Smith F., Goldacre MJ., Lambert TW.
OBJECTIVES: We undertook multi-purpose surveys of doctors who qualified in the United Kingdom between 1993 and 2012. Doctors were asked specific questions about their careers and were asked to comment about any aspect of their training or work. We report doctors' comments about working whilst acutely ill. DESIGN: Self-completed questionnaire surveys. SETTING: United Kingdom. PARTICIPANTS: Nine cohorts of doctors, comprising all United Kingdom medical qualifiers of 1993, 1996, 1999, 2000, 2002, 2005, 2008, 2009 and 2012. MAIN OUTCOME MEASURES: Comments made by doctors about working when ill, in surveys one, five and 10 years after graduation. RESULTS: The response rate, overall, was 57.4% (38,613/67,224 doctors). Free-text comments were provided by 30.7% (11,859/38,613).

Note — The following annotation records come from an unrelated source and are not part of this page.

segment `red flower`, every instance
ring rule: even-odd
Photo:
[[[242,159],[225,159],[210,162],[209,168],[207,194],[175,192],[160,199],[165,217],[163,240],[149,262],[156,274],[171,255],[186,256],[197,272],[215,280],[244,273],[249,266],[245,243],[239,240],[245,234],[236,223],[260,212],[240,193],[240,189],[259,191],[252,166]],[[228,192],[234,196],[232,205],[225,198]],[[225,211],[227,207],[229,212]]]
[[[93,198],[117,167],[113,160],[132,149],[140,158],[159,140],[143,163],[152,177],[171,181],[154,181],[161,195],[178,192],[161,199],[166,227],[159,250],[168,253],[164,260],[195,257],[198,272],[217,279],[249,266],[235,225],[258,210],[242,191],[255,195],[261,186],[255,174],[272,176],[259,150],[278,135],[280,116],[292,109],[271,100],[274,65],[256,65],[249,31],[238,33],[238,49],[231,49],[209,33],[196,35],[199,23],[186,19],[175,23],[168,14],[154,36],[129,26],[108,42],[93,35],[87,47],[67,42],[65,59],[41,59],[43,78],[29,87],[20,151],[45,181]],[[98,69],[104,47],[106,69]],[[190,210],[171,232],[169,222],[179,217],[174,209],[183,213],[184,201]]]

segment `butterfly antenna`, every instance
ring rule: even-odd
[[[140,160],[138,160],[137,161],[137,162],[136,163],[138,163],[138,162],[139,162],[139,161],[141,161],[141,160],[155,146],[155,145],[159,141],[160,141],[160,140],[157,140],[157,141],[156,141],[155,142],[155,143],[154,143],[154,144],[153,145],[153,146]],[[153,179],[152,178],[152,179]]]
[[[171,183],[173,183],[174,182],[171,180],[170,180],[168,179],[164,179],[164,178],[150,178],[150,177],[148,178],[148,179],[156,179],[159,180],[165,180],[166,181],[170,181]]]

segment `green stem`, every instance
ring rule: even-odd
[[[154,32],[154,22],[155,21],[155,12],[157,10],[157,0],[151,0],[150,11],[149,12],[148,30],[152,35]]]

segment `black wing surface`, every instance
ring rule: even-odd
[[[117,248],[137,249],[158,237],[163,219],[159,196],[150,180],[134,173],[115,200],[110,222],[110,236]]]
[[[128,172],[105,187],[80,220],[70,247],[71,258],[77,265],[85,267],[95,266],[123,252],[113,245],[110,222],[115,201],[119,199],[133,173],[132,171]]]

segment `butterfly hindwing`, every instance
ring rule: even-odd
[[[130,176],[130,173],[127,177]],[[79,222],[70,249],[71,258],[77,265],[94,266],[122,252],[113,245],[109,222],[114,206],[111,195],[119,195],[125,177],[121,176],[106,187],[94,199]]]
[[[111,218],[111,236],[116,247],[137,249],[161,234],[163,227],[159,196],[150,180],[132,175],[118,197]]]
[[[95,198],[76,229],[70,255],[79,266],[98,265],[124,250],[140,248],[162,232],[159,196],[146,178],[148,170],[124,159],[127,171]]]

Three-hundred and twenty one doctors (2.7% of those who wrote comments) wrote about working when feeling acutely ill. Working with Exhaustion/fatigue was the most frequent topic raised (195 doctors), followed by problems with Taking time off for illness (112), and general comments on Physical/mental health problems (66). Other topics raised included Support from others, Leaving or adapting/coping with the situation, Bullying, the Doctor's ability to care for patients and Death/bereavement. Arrangements for cover due to illness were regarded as insufficient by some respondents; some wrote that doctors were expected to work harder and longer to cover for colleagues absent because of illness. CONCLUSIONS: We recommend that employers ensure that it is not unduly difficult for doctors to take time off work when ill, and that employers review their strategies for covering ill doctors who are off work.